You know that important characteristics of collaborative leadership are:
___Insistence on collaborative problem-solving and decision-making.
___Maintenance of an open process.
___Leadership of a process, rather than of people.
Why practice collaborative leadership?
You know that advantages of collaborative leadership include:
___More involvement in implementation.
___Elimination of turf issues.
___Access to more and better information and ideas.
___Better opportunity for substantive results..
___Generation of new leadership.
___Community or organizational empowerment.
___Fundamental change for the better in the ways communities and organizations operate.
You recognize some disadvantages of collaborative leadership:
___It demands the ability to face conflict directly
___It may mean trying to overcome resistance to the whole idea of collaborative leadership.
___It can lead to groups taking what seems to you to be the wrong path.
___It demands that leaders subordinate their egos.
When is collaborative leadership appropriate?
You practice collaborative leadership when:
___Problems are serious and complex, and both affect and require attention from a number of individuals and groups.
___There are a number of diverse stakeholders, or stakeholders with varied interests.
___Other attempts at solutions haven't worked.
___An issue affects a whole organization or a whole community.
___Inclusiveness and empowerment are goals of the process from the beginning.
Who are real and potential collaborative leaders?
You recognize collaborative leaders as people who:
___Have community credibility.
___Relate respectfully and easily to all groups in the community.
___Have good facilitation skills.
___Can act as catalysts for the collaborative process.
___Nurture new leadership.
___Have a commitment to the collaborative, open process.
___Focus on the good of the organization, collaborative or community as a whole.
How do you practice collaborative leadership?
You lead the process:
___You help the group set norms that it can live by, and that encourage respect, participation, and trust.
___You assure that everyone gets heard.
___You encourage and model inclusiveness.
___You help people make real connections with one another.
___You mediate conflicts and disputes.
___You help the group create and use mechanisms for soliciting ideas.
___You maintain collaborative problem-solving and decision-making.

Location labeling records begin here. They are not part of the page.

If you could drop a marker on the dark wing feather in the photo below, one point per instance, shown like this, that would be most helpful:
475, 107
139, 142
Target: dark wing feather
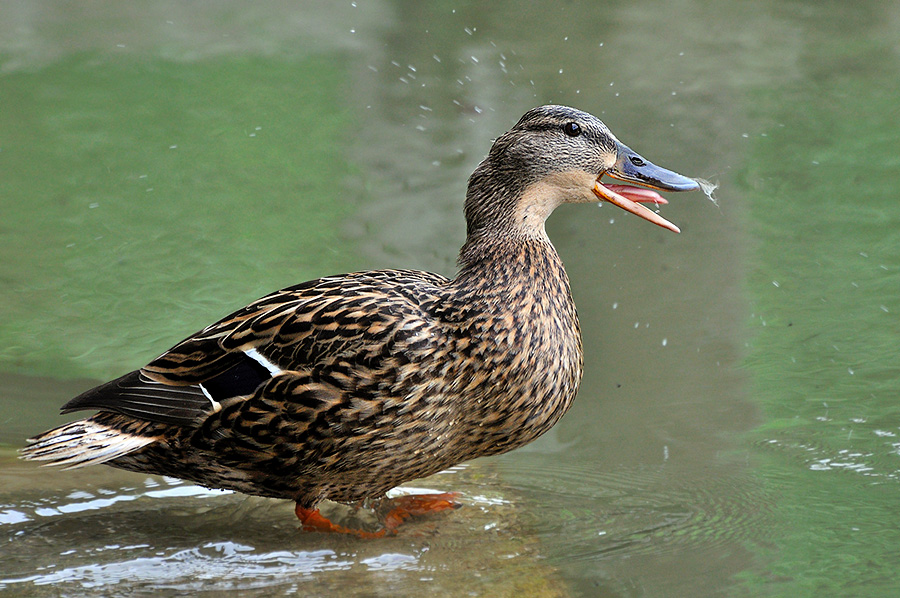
137, 396
295, 328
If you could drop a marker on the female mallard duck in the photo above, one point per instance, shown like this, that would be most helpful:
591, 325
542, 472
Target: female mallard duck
346, 386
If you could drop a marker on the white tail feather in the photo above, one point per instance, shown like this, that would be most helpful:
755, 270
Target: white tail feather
82, 443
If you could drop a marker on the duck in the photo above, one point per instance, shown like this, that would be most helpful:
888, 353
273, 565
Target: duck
345, 387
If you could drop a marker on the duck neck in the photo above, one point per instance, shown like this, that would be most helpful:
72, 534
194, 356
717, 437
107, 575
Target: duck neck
505, 263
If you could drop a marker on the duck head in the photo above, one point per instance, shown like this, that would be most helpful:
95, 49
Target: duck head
556, 155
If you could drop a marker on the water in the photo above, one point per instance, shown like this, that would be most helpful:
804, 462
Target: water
736, 433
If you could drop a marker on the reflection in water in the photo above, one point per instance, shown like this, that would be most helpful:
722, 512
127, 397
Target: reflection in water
173, 537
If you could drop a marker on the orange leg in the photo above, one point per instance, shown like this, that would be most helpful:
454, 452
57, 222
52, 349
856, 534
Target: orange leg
313, 521
399, 510
415, 505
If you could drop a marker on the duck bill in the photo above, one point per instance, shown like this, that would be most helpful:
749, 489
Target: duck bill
632, 168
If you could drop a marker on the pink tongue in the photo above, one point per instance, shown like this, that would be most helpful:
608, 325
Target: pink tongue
638, 194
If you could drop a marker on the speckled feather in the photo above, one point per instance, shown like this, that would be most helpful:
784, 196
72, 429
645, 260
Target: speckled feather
346, 386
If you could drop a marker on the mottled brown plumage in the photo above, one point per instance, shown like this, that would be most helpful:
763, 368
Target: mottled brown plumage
346, 386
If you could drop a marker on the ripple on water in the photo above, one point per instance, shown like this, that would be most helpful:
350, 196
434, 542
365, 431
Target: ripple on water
591, 515
169, 538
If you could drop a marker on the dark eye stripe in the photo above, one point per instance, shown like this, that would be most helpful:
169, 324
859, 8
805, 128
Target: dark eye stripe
572, 129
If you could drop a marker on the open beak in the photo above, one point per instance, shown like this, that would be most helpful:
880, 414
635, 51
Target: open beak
632, 168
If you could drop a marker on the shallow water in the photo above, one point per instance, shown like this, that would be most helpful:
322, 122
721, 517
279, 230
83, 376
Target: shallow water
736, 432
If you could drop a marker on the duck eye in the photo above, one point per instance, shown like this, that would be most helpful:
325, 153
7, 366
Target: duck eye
572, 129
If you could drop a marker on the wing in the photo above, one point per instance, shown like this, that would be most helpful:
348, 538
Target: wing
353, 316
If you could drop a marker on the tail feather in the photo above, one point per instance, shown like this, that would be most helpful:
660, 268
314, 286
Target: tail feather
82, 443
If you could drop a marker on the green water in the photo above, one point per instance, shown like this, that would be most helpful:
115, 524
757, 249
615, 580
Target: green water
737, 430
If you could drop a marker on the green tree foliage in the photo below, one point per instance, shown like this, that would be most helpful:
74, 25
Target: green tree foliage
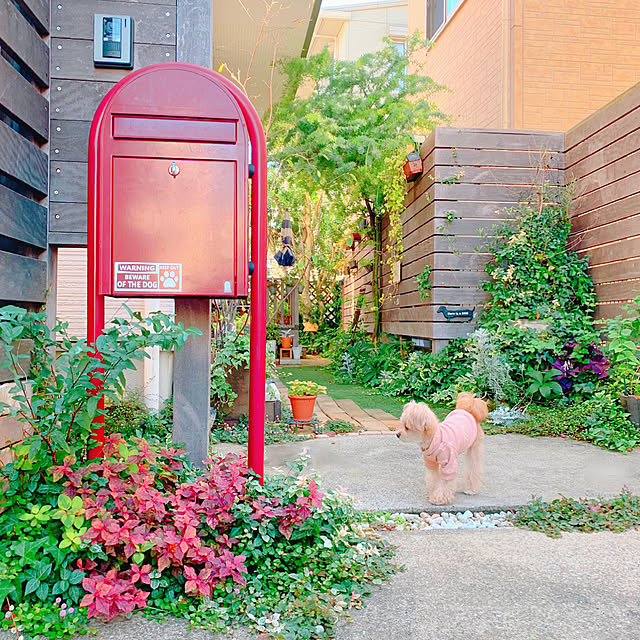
344, 129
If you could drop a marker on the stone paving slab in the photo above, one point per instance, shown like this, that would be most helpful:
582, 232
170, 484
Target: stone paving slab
386, 474
360, 416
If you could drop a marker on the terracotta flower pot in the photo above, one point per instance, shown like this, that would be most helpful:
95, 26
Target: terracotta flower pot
302, 407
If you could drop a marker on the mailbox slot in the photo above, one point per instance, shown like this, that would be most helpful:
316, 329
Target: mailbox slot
209, 131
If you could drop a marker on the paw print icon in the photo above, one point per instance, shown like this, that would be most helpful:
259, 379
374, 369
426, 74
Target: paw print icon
168, 279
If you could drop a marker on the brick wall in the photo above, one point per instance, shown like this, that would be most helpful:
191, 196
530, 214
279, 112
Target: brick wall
577, 56
466, 57
532, 64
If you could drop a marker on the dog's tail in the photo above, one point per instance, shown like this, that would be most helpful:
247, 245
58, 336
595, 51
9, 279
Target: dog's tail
475, 406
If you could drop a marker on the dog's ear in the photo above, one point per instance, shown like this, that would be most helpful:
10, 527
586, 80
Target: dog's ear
481, 410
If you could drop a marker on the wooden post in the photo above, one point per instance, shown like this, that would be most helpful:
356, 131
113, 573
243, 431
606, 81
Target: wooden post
191, 380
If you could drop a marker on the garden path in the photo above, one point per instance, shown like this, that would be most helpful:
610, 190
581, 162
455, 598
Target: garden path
373, 421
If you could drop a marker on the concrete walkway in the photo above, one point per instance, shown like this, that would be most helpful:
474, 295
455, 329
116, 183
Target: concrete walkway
482, 584
386, 474
479, 585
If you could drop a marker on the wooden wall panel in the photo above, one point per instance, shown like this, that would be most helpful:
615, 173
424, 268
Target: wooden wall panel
24, 132
24, 42
153, 24
23, 101
22, 219
23, 279
471, 178
602, 157
23, 160
38, 13
77, 88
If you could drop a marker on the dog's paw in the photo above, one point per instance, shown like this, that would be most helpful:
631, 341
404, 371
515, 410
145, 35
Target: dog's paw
440, 497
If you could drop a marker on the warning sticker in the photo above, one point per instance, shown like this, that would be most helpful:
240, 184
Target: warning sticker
140, 277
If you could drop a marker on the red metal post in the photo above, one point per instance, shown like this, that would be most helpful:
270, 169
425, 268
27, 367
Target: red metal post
95, 302
258, 333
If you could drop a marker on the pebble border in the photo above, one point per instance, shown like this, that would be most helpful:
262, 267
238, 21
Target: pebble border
443, 520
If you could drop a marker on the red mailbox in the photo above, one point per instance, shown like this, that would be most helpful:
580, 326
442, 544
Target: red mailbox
173, 144
168, 202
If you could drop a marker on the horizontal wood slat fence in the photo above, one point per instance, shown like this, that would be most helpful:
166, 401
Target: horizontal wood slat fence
603, 157
24, 169
24, 163
471, 177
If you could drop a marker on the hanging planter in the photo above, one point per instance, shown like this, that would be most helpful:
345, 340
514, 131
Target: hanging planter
413, 166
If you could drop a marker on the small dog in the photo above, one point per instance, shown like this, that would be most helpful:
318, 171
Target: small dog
442, 443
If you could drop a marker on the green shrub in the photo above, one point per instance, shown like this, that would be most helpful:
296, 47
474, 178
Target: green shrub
568, 514
367, 363
130, 417
60, 401
301, 388
229, 356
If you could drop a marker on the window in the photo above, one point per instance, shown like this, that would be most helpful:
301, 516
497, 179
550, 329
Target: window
438, 12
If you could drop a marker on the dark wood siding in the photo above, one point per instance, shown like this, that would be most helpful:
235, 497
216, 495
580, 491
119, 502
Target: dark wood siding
603, 157
24, 132
77, 89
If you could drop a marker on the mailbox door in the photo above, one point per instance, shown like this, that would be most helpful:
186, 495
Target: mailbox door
174, 232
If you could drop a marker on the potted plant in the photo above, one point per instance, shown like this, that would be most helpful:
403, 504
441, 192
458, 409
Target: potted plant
286, 340
302, 396
624, 352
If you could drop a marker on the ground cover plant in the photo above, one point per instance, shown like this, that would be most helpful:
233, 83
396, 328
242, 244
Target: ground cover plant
236, 431
619, 513
366, 398
139, 529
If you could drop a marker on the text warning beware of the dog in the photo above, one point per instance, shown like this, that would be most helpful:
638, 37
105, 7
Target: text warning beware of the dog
140, 277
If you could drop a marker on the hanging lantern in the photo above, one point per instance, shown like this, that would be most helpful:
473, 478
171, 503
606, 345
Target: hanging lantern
285, 256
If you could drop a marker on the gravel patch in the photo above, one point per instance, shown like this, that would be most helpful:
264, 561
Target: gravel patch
443, 520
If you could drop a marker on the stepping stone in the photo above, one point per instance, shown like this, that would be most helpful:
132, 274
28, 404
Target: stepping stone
359, 415
389, 420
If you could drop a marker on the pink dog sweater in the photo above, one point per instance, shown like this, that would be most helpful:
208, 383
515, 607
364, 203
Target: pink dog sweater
456, 433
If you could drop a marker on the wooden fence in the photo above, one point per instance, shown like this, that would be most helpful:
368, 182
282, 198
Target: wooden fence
24, 165
469, 177
603, 157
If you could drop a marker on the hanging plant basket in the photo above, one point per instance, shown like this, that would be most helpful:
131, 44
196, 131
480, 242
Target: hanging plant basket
413, 166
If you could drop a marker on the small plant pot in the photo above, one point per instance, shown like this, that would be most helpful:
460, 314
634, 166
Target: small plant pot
302, 407
631, 405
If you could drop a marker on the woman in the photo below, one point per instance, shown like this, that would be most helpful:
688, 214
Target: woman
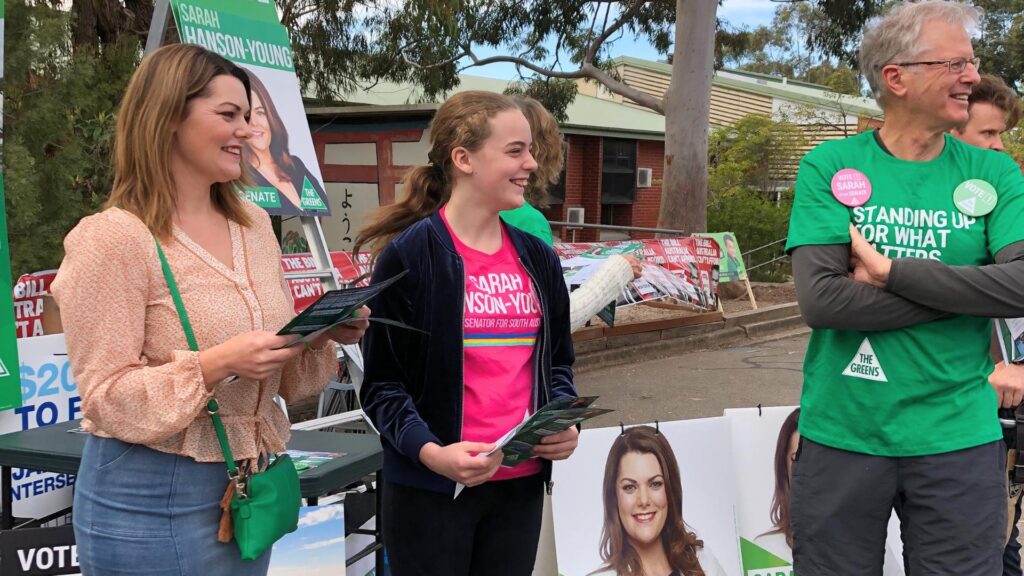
496, 345
601, 288
267, 152
644, 533
146, 499
785, 452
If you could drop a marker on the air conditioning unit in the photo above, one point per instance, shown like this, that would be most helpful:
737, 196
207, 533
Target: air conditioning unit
644, 176
574, 215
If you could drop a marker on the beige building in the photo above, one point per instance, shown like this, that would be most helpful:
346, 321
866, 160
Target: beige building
823, 115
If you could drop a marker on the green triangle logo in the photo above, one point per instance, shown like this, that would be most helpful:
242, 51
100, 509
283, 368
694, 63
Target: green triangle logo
759, 562
309, 199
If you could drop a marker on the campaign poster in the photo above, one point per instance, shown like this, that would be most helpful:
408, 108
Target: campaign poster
39, 551
10, 393
316, 547
642, 484
29, 300
10, 396
764, 442
730, 266
49, 395
685, 269
281, 154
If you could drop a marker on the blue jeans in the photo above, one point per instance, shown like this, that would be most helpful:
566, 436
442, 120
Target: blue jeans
140, 511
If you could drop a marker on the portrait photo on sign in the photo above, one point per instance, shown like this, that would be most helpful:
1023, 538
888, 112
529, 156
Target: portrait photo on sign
281, 155
657, 498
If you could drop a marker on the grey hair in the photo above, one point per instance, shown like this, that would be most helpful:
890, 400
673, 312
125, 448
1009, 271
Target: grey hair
895, 36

___You push the group toward effectiveness by:
___You help the group choose initial projects that are doable, in order to build confidence and demonstrate collaborative success.
___You help the group identify and obtain the necessary resources to do the work.
___You insist on and protect an open process,
___You keep the group focused on what's best for the organization, collaborative, or community as a whole, rather than on individual interests.
You recognize and use the leadership context:
___You know (or learn about) the community:
- Its history (including its history with the current issue).
- Its people and organizations and their relationships with one another.
- Its current situation.
___You understand the nature of the problem, including factors unique to the community.
___You understand potential barriers to collaboration, and how to overcome them.
___You know how open people are to change, and where you have to start in order to be successful.
___You motivate the group and keep them focused on the goals.
___You are realistic about what the group can take on at any given time.
___You are flexible in your dealings with people and ideas.
___You are inflexible in your protection of the inclusive, open, collaborative process.
___You forego the need to satisfy your ego.
___You encourage new ideas from others.
___You encourage new leadership from within the group.
___You step aside, temporarily or permanently, when appropriate.